7.3 Déplacements illicites

Le grand cloître de l’abbaye de Clairvaux est l’un des lieux de déplacements des moines, puis des détenus lorsqu’il devient cour de promenade de la prison des hommes au 19e siècle. Le contrôle exercé dans les milieux clos n’empêche toutefois pas les déplacements illicites. On ne peut cependant les appréhender que lorsqu’ils débouchent sur des comportements enfreignant les règlements et sanctionnés comme tels.

Dans les monastères, les déplacements sont strictement réglés. Chaque religieux doit se trouver dans les lieux que lui assigne la règle selon le moment de la journée : allées et venues sont donc interdites. La surveillance mutuelle des moines et la vigilance de l’abbé permettent en théorie de contrôler les déplacements illicites. Néanmoins les religieux parviennent souvent à échapper à cette surveillance. Ainsi, en 1485, le vicaire de l’abbé bénédictin de Notre-Dame de Guîtres, près de Bordeaux, surprend l’un des moines en pleine nuit et l’admoneste ainsi : « Ce n’est pas une heure pour déambuler par les chemins à la manière des bouffons et des ribauds ». Le moine réplique en frappant d’un coup d’épée le vicaire, qui se défend avec un couteau et tue son assaillant… (Cité du Vatican, Archivio della Penitenzieria Apostolica, Registra matrimonialium et diversorum, 34, f. 201v). D’une façon plus générale, les déplacements illicites enfreignent la règle, qu’il s’agisse de s’extraire momentanément d’une vie communautaire étouffante ou de commettre des infractions plus graves (vols, violences). Ils aboutissent parfois à des rencontres rigoureusement interdites : ainsi, les autorités ecclésiastiques confèrent régulièrement des absolutions à des religieuses accusées d’avoir fauté avec un homme et d’avoir accouché dans le monastère, par exemple.

Une abbesse enceinte ?
Clercs palpant le ventre d’une abbesse supposée enceinte, Gautier de Coinci, Miracles de Notre Dame, 13e siècle.
Source : Bibliothèque municipale de Besançon, ms 551, f. 42v. Cliché CNRS/IRHT.

Dans les prisons médiévales, les détenus vont et viennent librement au cours de la journée à l’intérieur de l’enceinte. En revanche, les contacts entre détenus des deux sexes, en principe séparés, sont prohibés : en 1366, le statut des geôliers de la prison florentine des Stinche leur impose de réprimer le jeu, l’ivresse, les jurons et blasphèmes, la prostitution, l’accès à la prison des femmes, la sodomie et les contacts illicites.

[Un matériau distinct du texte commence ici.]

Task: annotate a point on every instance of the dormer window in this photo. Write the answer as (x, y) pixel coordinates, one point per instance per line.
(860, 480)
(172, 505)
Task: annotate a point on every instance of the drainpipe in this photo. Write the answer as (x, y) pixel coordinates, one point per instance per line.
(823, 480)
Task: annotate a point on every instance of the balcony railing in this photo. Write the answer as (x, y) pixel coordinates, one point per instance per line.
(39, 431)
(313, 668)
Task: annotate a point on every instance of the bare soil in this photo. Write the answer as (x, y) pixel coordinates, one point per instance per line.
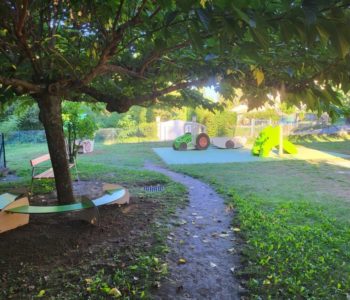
(203, 249)
(58, 251)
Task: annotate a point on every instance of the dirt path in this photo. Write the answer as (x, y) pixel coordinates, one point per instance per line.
(203, 238)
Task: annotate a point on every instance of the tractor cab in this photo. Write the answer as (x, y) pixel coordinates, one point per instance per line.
(194, 138)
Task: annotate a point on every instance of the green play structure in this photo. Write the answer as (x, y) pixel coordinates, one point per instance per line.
(268, 139)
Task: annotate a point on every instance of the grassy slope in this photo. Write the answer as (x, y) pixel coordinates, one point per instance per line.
(114, 163)
(294, 217)
(293, 214)
(325, 143)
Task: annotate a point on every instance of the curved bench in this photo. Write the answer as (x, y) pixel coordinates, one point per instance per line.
(15, 213)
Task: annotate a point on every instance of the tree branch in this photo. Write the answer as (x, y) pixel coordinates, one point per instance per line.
(21, 19)
(111, 48)
(120, 70)
(21, 84)
(155, 56)
(122, 104)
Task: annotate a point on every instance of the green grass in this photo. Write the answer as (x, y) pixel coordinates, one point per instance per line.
(294, 219)
(115, 164)
(331, 143)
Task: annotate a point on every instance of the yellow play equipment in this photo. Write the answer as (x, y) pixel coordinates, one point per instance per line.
(268, 139)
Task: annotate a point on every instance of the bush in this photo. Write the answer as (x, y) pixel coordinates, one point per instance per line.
(148, 130)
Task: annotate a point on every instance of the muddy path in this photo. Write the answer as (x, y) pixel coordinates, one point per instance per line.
(202, 246)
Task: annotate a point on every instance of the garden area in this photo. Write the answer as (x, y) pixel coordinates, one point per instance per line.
(174, 149)
(292, 227)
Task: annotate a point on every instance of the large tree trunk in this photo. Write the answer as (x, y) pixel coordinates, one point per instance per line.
(51, 117)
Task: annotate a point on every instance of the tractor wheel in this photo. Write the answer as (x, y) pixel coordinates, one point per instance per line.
(229, 144)
(183, 147)
(202, 141)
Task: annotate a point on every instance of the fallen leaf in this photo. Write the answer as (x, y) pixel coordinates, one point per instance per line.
(115, 292)
(181, 261)
(41, 294)
(223, 235)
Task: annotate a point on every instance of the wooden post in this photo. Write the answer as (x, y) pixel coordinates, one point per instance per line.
(252, 126)
(280, 149)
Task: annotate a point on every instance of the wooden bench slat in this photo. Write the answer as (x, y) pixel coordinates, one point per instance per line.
(48, 173)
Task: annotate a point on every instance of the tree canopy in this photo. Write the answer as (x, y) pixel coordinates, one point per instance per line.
(140, 52)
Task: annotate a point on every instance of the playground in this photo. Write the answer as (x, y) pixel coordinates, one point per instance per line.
(132, 232)
(174, 149)
(221, 156)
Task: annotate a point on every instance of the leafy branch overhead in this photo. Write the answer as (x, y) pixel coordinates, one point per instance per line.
(135, 52)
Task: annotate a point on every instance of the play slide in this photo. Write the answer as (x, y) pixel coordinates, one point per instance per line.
(269, 139)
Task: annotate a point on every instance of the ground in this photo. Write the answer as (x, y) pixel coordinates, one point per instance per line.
(291, 216)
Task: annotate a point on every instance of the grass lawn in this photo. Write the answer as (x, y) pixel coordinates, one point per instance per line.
(294, 219)
(325, 143)
(136, 268)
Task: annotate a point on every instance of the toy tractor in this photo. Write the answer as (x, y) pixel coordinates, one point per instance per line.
(194, 138)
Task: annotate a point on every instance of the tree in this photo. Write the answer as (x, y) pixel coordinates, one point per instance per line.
(78, 126)
(126, 53)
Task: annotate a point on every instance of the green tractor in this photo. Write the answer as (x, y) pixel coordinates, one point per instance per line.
(194, 138)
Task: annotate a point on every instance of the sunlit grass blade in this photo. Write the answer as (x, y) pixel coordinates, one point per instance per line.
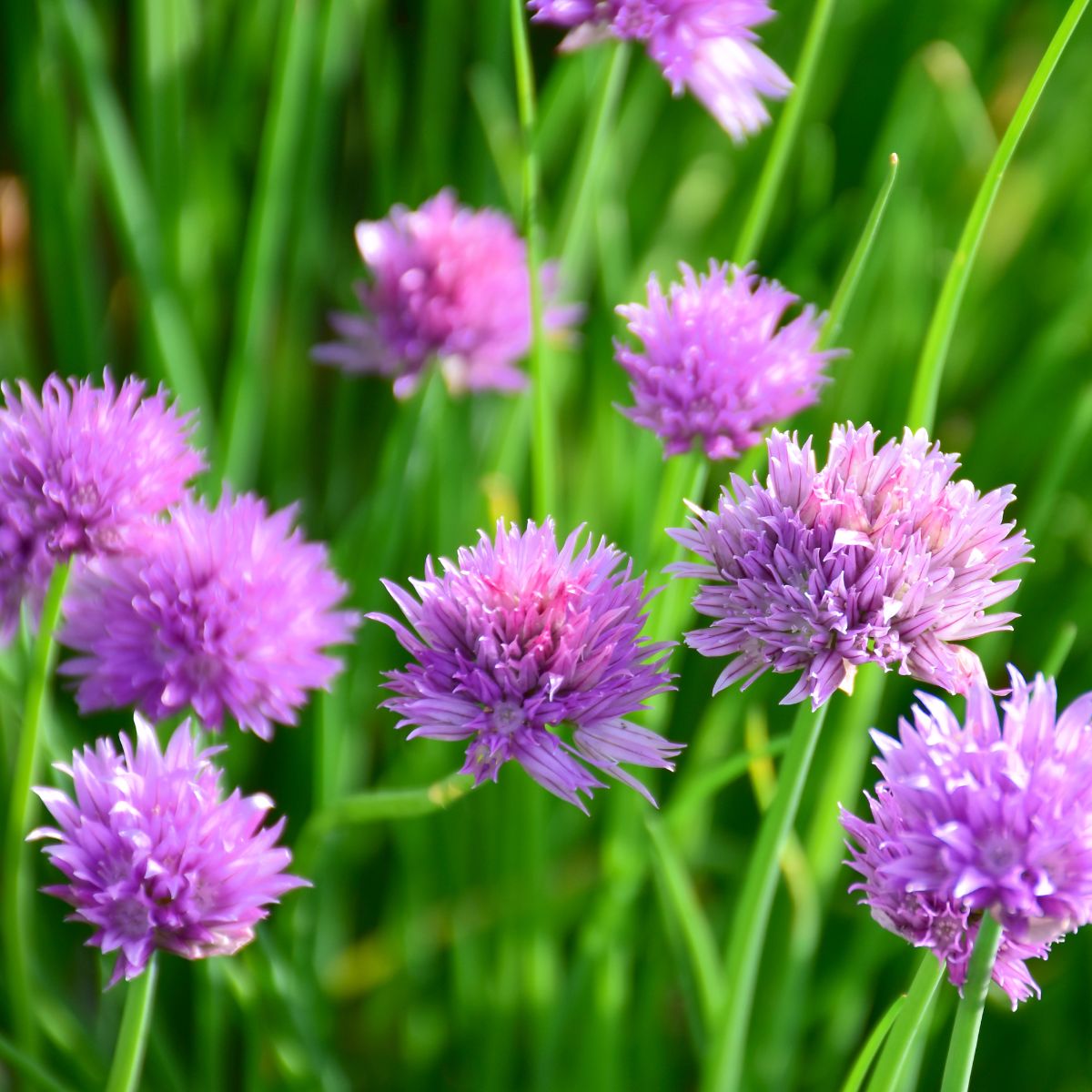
(784, 136)
(910, 1026)
(969, 1014)
(245, 398)
(724, 1065)
(923, 405)
(135, 216)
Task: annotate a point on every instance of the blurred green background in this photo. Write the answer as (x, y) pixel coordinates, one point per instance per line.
(178, 187)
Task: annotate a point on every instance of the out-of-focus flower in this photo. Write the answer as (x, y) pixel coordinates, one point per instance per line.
(82, 470)
(448, 283)
(987, 817)
(514, 640)
(715, 366)
(705, 46)
(879, 557)
(156, 857)
(227, 611)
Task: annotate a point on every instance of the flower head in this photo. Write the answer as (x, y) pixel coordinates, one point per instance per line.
(227, 611)
(156, 857)
(446, 282)
(715, 366)
(517, 638)
(878, 557)
(986, 817)
(82, 470)
(705, 46)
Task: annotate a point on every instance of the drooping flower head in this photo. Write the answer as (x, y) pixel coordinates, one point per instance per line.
(225, 611)
(705, 46)
(449, 283)
(516, 639)
(988, 816)
(878, 557)
(82, 470)
(715, 367)
(156, 857)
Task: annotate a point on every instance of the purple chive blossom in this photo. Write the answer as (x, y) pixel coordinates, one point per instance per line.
(82, 470)
(517, 638)
(715, 366)
(225, 611)
(991, 816)
(449, 283)
(156, 857)
(879, 557)
(705, 46)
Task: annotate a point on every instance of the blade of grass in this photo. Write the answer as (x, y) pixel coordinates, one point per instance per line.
(923, 405)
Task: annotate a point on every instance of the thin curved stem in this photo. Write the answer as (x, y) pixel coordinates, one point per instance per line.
(17, 921)
(136, 1025)
(923, 404)
(969, 1015)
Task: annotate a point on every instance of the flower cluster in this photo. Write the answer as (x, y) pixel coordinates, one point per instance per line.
(517, 638)
(716, 369)
(82, 470)
(156, 857)
(705, 46)
(448, 283)
(877, 557)
(225, 611)
(986, 817)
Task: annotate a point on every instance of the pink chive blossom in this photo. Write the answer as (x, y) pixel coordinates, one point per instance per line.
(718, 367)
(156, 857)
(708, 47)
(516, 638)
(228, 611)
(989, 816)
(446, 283)
(82, 470)
(878, 557)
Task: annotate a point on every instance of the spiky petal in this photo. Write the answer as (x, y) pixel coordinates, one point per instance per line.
(514, 639)
(879, 557)
(987, 816)
(228, 612)
(156, 857)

Dans les établissements d’enfermement de l’époque moderne, l’un des indices de l’existence de déplacements illicites est la présence de femmes enceintes et d’enfants. En Saxe, entre 1805 et 1816, 23 grossesses sont recensées, ce chiffre étant sans doute inférieur à la réalité. Facilités par la séparation incomplète des sexes, les contacts entre hommes et femmes s’expliquent également par le modèle d’organisation de la prison en maisonnée : les résidents assurant la plupart des tâches ménagères et des travaux, ils sont amenés à se déplacer sans cesse. Les établissements grouillent donc de mouvements, contrairement à l’image d’une stricte organisation de l’espace et des déplacements véhiculée par les règlements et les plans.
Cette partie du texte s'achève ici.